Lapid continues to be weighed down by his tenure as Netanyahu's finance minister, but – in my neighborhood – the fact that he was dismissed from the post by the same Netanyahu is certainly working in his favor. It appears that Lapid really did try to make changes, say my acquaintances from the neighborhood, and that's why he was fired. They didn't let him see things through; they didn't let him work.
When Lapid sounds more and more like a determined oppositionist, support for Yesh Atid grows. And the same goes for Kahlon. People in my neighborhood are willing to give him a chance and vote for him, provided that he doesn't make the same mistake as Lapid did and choose to join the Netanyahu government. Kahlon's potential voters are individuals who are disappointed with Netanyahu – and they really, really don't want to see Kahlon as a minister under Netanyahu. If they wanted Netanyahu, they'd vote for him.
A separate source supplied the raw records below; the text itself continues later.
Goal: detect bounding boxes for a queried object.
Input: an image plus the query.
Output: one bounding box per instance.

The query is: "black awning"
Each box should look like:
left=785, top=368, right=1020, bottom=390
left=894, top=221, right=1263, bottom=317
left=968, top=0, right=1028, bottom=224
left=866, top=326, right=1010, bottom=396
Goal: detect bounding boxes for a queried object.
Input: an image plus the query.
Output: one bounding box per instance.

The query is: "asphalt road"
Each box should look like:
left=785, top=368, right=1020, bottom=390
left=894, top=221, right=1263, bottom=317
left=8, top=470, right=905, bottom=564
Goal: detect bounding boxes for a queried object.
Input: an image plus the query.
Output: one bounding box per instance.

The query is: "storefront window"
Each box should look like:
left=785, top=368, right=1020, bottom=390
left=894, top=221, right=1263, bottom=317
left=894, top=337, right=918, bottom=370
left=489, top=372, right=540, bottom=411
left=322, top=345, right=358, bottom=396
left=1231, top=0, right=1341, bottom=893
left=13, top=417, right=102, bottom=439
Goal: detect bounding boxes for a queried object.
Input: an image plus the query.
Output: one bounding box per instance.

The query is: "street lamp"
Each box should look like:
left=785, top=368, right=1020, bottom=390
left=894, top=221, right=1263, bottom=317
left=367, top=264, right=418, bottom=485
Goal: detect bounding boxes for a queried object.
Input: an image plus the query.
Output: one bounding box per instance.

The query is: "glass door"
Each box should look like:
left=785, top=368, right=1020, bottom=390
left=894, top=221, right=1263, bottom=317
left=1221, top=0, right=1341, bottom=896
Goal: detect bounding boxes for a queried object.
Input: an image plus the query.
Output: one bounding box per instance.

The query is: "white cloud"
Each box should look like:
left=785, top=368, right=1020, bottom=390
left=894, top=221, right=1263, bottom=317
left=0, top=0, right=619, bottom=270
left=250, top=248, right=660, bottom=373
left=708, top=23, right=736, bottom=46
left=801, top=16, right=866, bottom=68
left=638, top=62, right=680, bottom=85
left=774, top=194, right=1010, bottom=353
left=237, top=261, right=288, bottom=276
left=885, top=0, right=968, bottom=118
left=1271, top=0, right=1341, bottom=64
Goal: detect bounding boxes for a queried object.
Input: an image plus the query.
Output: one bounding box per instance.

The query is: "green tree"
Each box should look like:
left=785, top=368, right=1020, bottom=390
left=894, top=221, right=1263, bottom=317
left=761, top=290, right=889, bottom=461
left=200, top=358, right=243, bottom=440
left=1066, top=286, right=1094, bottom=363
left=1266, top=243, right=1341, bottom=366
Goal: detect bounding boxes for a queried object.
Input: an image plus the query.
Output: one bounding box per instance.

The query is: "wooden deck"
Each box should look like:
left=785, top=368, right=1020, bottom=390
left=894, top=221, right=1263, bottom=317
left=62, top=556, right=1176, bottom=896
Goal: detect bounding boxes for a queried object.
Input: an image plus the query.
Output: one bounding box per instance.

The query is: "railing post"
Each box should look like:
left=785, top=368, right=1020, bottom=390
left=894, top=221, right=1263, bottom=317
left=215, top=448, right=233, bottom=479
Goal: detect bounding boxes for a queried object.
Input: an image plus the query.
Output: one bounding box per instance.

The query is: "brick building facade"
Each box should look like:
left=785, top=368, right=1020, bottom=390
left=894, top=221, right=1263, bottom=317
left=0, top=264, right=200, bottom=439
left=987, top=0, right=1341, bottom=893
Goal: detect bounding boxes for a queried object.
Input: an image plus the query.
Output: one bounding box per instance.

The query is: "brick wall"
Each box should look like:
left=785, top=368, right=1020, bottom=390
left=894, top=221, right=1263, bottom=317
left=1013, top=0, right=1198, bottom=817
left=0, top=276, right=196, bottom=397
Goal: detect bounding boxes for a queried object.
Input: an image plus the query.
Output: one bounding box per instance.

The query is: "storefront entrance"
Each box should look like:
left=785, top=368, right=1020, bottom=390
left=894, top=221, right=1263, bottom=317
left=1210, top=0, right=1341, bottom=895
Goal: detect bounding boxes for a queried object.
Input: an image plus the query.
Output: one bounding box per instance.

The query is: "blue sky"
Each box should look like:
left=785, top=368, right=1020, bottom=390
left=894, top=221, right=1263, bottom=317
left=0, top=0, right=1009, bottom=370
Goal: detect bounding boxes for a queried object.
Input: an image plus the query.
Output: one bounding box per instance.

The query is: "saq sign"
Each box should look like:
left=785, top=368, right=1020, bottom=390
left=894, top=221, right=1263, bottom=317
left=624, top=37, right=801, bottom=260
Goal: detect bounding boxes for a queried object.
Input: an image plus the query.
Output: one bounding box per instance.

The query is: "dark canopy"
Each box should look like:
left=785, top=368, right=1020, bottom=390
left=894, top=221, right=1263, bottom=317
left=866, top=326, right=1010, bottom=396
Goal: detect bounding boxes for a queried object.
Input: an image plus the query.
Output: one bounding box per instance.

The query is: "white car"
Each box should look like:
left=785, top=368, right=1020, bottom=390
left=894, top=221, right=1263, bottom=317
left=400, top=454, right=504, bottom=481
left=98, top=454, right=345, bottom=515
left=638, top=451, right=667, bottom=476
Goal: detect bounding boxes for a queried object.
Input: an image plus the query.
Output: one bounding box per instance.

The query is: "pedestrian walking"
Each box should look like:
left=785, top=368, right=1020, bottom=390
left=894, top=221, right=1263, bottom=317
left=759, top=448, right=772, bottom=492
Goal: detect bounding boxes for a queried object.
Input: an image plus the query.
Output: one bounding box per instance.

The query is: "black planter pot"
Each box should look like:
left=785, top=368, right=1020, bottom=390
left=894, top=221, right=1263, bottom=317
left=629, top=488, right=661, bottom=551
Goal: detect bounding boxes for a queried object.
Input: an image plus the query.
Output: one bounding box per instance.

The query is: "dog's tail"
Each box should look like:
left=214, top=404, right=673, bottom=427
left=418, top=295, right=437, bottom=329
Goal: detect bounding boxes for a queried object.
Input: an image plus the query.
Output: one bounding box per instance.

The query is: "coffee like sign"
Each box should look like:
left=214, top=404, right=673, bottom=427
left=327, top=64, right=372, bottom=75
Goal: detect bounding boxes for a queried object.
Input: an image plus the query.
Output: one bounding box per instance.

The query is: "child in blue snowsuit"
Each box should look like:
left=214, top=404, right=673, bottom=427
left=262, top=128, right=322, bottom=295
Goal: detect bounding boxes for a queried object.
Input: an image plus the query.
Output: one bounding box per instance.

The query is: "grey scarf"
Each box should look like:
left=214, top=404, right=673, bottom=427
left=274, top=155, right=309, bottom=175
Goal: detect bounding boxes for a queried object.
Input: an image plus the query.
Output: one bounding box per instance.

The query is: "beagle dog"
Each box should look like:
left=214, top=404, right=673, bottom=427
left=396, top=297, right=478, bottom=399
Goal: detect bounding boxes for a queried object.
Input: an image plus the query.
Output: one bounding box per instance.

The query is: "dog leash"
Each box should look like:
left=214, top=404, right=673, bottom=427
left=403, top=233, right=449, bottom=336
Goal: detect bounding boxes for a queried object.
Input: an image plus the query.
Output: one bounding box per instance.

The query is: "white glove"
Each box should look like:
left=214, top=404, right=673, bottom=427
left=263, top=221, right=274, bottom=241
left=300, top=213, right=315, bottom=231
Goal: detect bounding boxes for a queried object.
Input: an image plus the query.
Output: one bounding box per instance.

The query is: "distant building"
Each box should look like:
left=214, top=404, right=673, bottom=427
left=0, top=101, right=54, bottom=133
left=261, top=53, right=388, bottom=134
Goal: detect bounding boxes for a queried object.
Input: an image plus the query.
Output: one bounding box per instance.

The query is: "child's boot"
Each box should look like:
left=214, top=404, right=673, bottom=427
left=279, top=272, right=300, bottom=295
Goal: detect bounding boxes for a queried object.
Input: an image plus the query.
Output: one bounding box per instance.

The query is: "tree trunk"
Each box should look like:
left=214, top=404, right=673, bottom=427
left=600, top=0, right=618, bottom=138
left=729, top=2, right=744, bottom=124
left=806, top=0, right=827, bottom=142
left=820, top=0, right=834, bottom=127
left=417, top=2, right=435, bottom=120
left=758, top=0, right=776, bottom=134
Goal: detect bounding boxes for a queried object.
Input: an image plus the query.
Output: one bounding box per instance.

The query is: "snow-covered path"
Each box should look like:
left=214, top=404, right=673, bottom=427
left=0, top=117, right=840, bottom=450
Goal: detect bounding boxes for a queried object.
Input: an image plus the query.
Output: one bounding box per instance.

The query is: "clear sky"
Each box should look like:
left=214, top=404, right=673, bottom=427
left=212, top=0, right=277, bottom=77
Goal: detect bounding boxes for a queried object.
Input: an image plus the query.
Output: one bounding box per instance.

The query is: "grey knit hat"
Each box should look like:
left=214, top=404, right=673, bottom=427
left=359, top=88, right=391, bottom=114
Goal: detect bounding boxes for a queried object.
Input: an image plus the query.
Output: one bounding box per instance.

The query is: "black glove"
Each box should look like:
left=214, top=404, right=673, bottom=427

Kahlon and Lapid are aware of the sentiments of their constituents. They are both young and ambitious men. Both see themselves as prime minister at some point in the future. And both understand therefore that in order to be an alternative to Netanyahu's party, they have to stay out of the Netanyahu government. Neither is in any rush. They are willing to serve in the opposition, at least during the term in office of the next narrow Netanyahu government, for which they predict a short life span.
They won't serve as the bridge on which Netanyahu will tread en route to another premiership after the election. He shouldn't pin his political hopes and future on them. If either Kahlon or Lapid gets the chance to play the role of scale tipper after the election, they will thumb their noses at Netanyahu and won't lend a hand to his newest coronation.
And what about a Likud-Zionist Union coalition government? For the residents and workers in my neighborhood, the option of a Netanyahu-Herzog government is seen as unlikely and undesirable. Deceit and electoral theft – that's the message from my neighborhood to those who are weighing such a government. And my neighborhood is as Israeli as you can find.